The team also made use of the National High Magnetic Field Laboratory (NHMFL) based in Tallahassee, Florida. There, the MIT team brought the crystals to measure their response to extreme magnetic conditions involving magnetic fields in excess of 30 T (among the largest DC fields available in the world). The extreme conditions available at the NHMFL also allowed the group to broadly map the electronic and magnetic properties of the crystals to complete the picture of the magnetic order.

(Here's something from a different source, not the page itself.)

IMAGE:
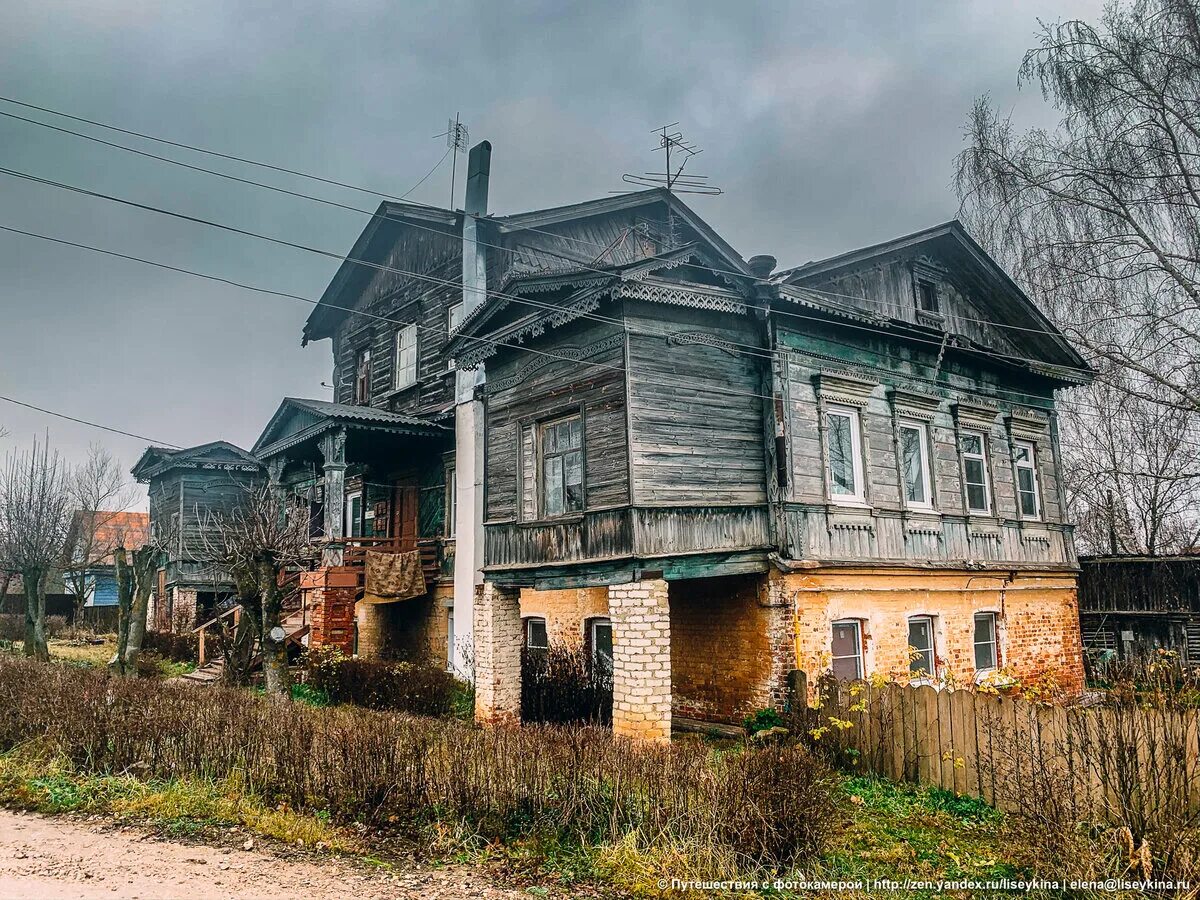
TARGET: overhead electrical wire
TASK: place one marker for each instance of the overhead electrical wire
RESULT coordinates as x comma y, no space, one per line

In particular, they were able to observe a previously unreported phase transition for the gadolinium spins near 25 T that appeared to finally “break” the antiferromagnetic state.
The final aspect of the collaborative effort was with professors Di Xiao of Carnegie Mellon University and Wanxiang Feng of Beijing Institute of Technology, who provided first principles electronic structure calculations based on the experimental data taken at MIT, NCNR, and the NHMFL to determine the underlying electronic character of this new materials system.
“The authors combine high-quality crystal growth, transport measurements, neutron spectroscopy, and theoretical calculations to establish the magnetic ordering and its profound effect on electrical properties in a topological material,” says Liang Fu, assistant professor of physics at MIT, who was not involved in this research. “This seminal work reveals surprising quantum phenomena arising from the interplay between electron topology and correlation. This type of correlated topological phenomena is long sought after, but has been difficult to find in real materials. By identifying the right material, Joe Checkelsky's group and collaborators have found a new, promising platform for fundamental research and potential spintronics applications.”
New “hybrid” approach
Checkelsky notes that the experiments reported in Nature Physics provide proof that such a “hybrid approach” to designing new electronic platforms can pay dividends despite the challenge it presents directly to theoretical predictions. “The approach to realize TIs in which the correlated behavior of the underlying electrons plays an important role has stood as a challenge to the TI community. Part of this is due to the increased complexity of correlated electronic systems that increases the difficulty for theoretical predictions to guide experimental work,” he says. The results have a wide variety of potential implications, ranging from new approaches to exotic antiferromagnetic materials to new topological phases known as Weyl semimetals. The present experiment demonstrates that forging ahead with experimental work can be successful in then feeding back into theory to make significant progress at the crossroads of complex materials and topological phases.
Funding sources for this research include the Gordon and Betty Moore Foundation EPiQS Initiative, the National Science Foundation, the STC Center for Integrated Quantum Materials, U.S. Army Research Laboratory, and the Bose Fellow Program at MIT.